Seria hoje um e-mail, mas deixo que saibam: é uma carta com destinatário e tudo mais.
Ultimamente as palavras não me vêm com a mesma velocidade dos sentimentos, pois bem, apanhei umas e elas rumam até você.
Falo das sextas-feiras quentes, das tardes cercadas de muitos risos nossos, mesa cheia como nossos corações, vinil rodando, música e as vozes tomando tamanho e gosto de felicidade.
O tempo escreve o mundo no homem sem ofertar rascunhos, pode-se voltar ao lugar de um passado, mas é impossível tornar ao tempo passado, estamos presos às expectativas.
Éramos regentes de cada instante do futuro. O futuro? Absoluta e totalmente à mercê de nossos desejos e vontades, circunstâncias ou imprevistos não seriam obstáculos para conquistas.
Agora cada fragmento de memória pesa uma tonelada, tento ordenar meu pensamento em meio a uma tempestade de emoções, mas ele toma as mãos do incontornável.
Lembro de aniversários, formaturas, abraços e ar preenchido por uma alegria indescritível, sentimos os ares divinais, mas antes te via deitado no sofá enrolado em cobertor.
O batizado cercado dos melhores cuidados, os ensaios, as falas e gestos e meu juramento, jurei diante do altar e de todos os presentes, firmei minha palavra apertando a mão de meu irmão diante de todos. Cuidar e auxiliar, mostrar os melhores caminhos, proteger sempre.

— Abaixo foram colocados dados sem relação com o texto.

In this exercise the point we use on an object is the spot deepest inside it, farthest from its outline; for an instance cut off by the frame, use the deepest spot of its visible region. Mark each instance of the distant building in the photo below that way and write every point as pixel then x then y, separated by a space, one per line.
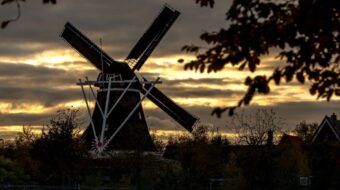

Primas da verdade, as impressões cintilam em todo contorno de meus pensamentos, porém sei que do batismo ao colégio foi um piscar de olhos.
Guardo como tesouro a ironia de muitos de seus risos, de tudo que me ensinou com um solene silêncio que precedia muita precisão na retomada da fala sempre com um respeito também preciso.
Saiba da grande admiração de muitos pela sua capacidade de socializar, de construir laços de amizade, sagacidade e inteligência, a habilidade em agradar sem comprometer.
A ideia de final chega sempre marcada pelo desconhecimento, por mitos e representações que pouco significam. É a possibilidade de criar as circunstâncias do futuro que nos impulsiona.
Lembra? Já rimos de modos de forjar um futuro, mas as expectativas mal provocam os ânimos e quando sim eles desabam diante de sombras de obstáculos.
A vida nos deixa vestígios sobre o amadurecimento de esperanças, as horas se encaixam durante todos os dias solidificando um de nossos principais erros: não valorizar o efêmero, o fugaz, a vida.
Ligados à visão do eterno, construímos rupturas com o nosso presente, a vida é hoje, no asfalto quente, no riso natural, nas rodas de fala, na cisma de quem benze seus próprios males.
Deste modo o eterno ocupa o presente tolhendo muito do que nos é de fato mais caro, mais querido, o que nos é central, capital está à mercê do tempo, à mercê da morte.
Acredite que não há excesso em nada desta prosa, nenhuma fantasia pode trafegar pelas linhas da razão. Os trilhos foram criados para refutar o trânsito do que ilude.
Já deixei o eterno de lado para melhorar o que reparo neste presente que deixa meu olhar no chão, minhas noites de pouco sono ou nenhum.
Saiba que não desejo nada a você menor que a ampla alegria que veste tua alma, nada além daquele aroma de orégano que parecia flutuar no molho de macarrão do domingo.
O rádio ligado falando de gol do Corinthians dos anos sessenta, o grito de toda Zona Leste cabia em teu sorriso, no último minuto, no peito e na raça, a garganta seca, as pancadas do dia a dia.
O hino do timão parece ter sido encomendado pelo povo sofrido da Zona Leste, a vitória é uma espécie de remédio para as mais profundas dores de quem nunca teve nada.
Vou dizendo e vendo o Mosqueteiro do Corinthians nas últimas vestes de seus avós, de seu pai que é meu irmão, o hino fala de nossas almas, a luta dos dias e este amor que só se dá aqui na nossa Leste.
Pela janela os gritos dominicais: “Vai Corinthians”, bem ao certo sei que você não vai a lugar nenhum, você permanece conosco e dentro de mim.
Seu coração não parou, ele bate dentro do meu; peço que leia e releia esta carta, Clever.
Clever Cecílio da Silva de Almeida Cândido, sobrinho e afilhado de Osmair Cândido, o Fininho, escritor e sepultador aposentado da Prefeitura de São Paulo.
Morreu nos braços do tio, infarto fulminante aos 40 anos, no dia 17 de novembro de 2024.